[Reprodução da coluna de Marcelo Viana na Folha de S. Paulo]
Creio que, para a maioria das pessoas, poucas coisas parecem mais dissonantes do que emoções e teoremas. De um lado, a arte, expressão da subjetividade humana, do outro, a matemática, reino da objetividade abstrata. Mas nós que vivemos a matemática sabemos que essas duas obras do espírito humano têm muito em comum, e vários escritores intuíram esse fato.
Em “A Fórmula Preferida do Professor“, da romancista japonesa Yoko Ogawa (1962), as relações entre os personagens são catalisadas pela matemática. O Professor, velho docente universitário, o qual um acidente privou da memória recente; a Cuidadora, que “detestava a matemática desde o banco escolar”, mas se afeiçoa ao velho mestre da disciplina; o filho dela de 10 anos, que o Professor apelida carinhosamente de Raiz, “por causa da cabeça achatada que lembrava o símbolo √ da raiz quadrada”.
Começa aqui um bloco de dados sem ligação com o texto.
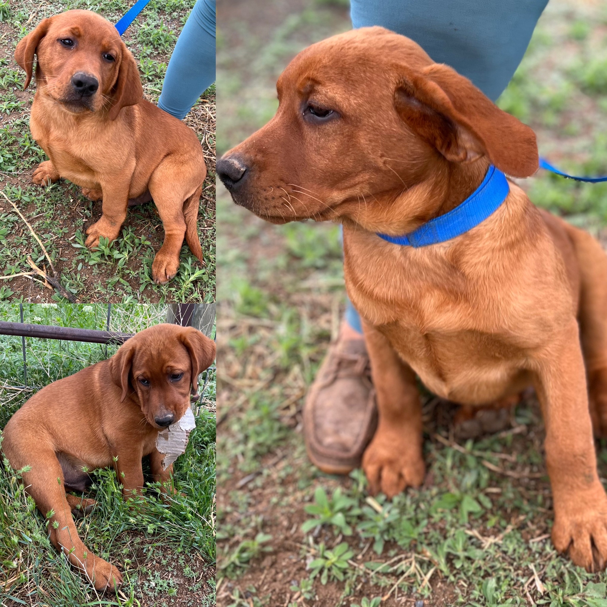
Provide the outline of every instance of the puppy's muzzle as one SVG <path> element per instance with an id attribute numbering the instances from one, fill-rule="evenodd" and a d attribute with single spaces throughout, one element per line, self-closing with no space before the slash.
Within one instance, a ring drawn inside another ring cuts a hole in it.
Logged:
<path id="1" fill-rule="evenodd" d="M 76 72 L 72 76 L 72 87 L 80 97 L 90 97 L 97 92 L 99 81 L 90 74 Z"/>
<path id="2" fill-rule="evenodd" d="M 220 158 L 217 171 L 222 183 L 232 194 L 242 188 L 249 173 L 242 159 L 235 155 Z"/>
<path id="3" fill-rule="evenodd" d="M 154 421 L 161 428 L 168 428 L 175 420 L 175 416 L 171 413 L 164 413 L 154 418 Z"/>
O gosto por problemas matemáticos os aproxima, construindo um triângulo comovente. Ao resolver seu primeiro problema, a mãe descobre uma emoção que nenhum matemático consegue esquecer. “Senti então uma mágica que nunca experimentara na vida. Uma lufada de vento varreu o deserto devastado em que me encontrava, e uma senda virgem se abriu ante meus olhos. Soube naquele momento que recebera a bênção chamada inspiração.”
Um leitor chamou a minha atenção para “Os Sete Mensageiros“, coletânea de contos do escritor italiano Dino Buzzati (1906–1972). No conto título, o príncipe parte da capital para explorar o reino, acreditando que chegaria aos seus confins em poucas semanas. “Em vez disso, continuei a encontrar sempre novas pessoas e lugares; e em toda parte homens que falavam a minha língua, que se diziam súditos meus”, espanta-se.
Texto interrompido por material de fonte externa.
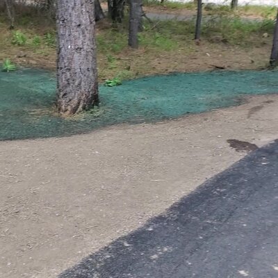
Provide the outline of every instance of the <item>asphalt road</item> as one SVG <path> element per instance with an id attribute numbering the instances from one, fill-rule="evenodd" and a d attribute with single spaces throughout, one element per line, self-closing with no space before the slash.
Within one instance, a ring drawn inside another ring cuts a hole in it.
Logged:
<path id="1" fill-rule="evenodd" d="M 278 142 L 59 276 L 244 277 L 278 277 Z"/>

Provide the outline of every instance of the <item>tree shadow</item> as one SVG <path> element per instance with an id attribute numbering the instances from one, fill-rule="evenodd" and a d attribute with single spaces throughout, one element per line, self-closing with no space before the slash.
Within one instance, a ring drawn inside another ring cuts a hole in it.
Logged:
<path id="1" fill-rule="evenodd" d="M 278 142 L 246 156 L 59 278 L 275 277 Z"/>

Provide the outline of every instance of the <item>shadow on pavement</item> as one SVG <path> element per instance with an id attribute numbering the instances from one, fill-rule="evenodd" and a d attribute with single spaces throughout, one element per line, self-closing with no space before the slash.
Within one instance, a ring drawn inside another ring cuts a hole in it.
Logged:
<path id="1" fill-rule="evenodd" d="M 277 174 L 275 142 L 59 278 L 277 277 Z"/>

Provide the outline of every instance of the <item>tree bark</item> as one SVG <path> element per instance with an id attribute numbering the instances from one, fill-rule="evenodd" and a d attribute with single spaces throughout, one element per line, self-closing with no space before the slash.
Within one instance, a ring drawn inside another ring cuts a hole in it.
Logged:
<path id="1" fill-rule="evenodd" d="M 58 0 L 57 106 L 72 115 L 98 104 L 93 0 Z"/>
<path id="2" fill-rule="evenodd" d="M 142 0 L 130 0 L 129 45 L 138 48 L 138 31 L 142 17 Z"/>
<path id="3" fill-rule="evenodd" d="M 270 67 L 277 67 L 278 65 L 278 12 L 276 17 L 276 24 L 273 35 L 272 49 L 271 51 Z"/>
<path id="4" fill-rule="evenodd" d="M 232 9 L 237 8 L 238 6 L 238 0 L 231 0 L 231 8 Z"/>
<path id="5" fill-rule="evenodd" d="M 195 36 L 195 40 L 199 40 L 201 38 L 202 6 L 203 5 L 202 3 L 202 0 L 198 0 L 197 19 L 196 19 Z"/>
<path id="6" fill-rule="evenodd" d="M 15 28 L 15 12 L 13 7 L 13 0 L 5 0 L 6 7 L 7 9 L 8 17 L 10 20 L 10 29 Z"/>
<path id="7" fill-rule="evenodd" d="M 126 0 L 108 0 L 108 15 L 114 22 L 122 23 Z"/>
<path id="8" fill-rule="evenodd" d="M 105 17 L 104 11 L 100 6 L 99 0 L 95 0 L 95 19 L 96 22 Z"/>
Para manter a comunicação com a capital, escolheu seus sete melhores cavaleiros: eles cavalgam 60 léguas por dia, enquanto a comitiva faz apenas 40 léguas. Despacha o primeiro mensageiro, Alessandro, ao final do segundo dia, e a partir daí sempre um é enviado na primeira oportunidade. Mas Alessandro só regressa no décimo dia e, à medida que o grupo se afasta da capital, as viagens dos mensageiros se alongam cada vez mais.
Passaram-se nove anos e o quarto mensageiro, Domenico, acaba de voltar, sete anos depois de ter partido em sua quarta viagem. Traz cartas amarelecidas pelo tempo, nas quais o príncipe encontra nomes esquecidos e sentimentos que não consegue mais entender. “A capital, a minha casa, meu pai, se tornaram estranhamente remotos, quase não acredito neles”, lamenta. Domenico partirá no dia seguinte, mas será a última vez: a quinta viagem durará 36 anos e o príncipe não espera viver para revê-lo.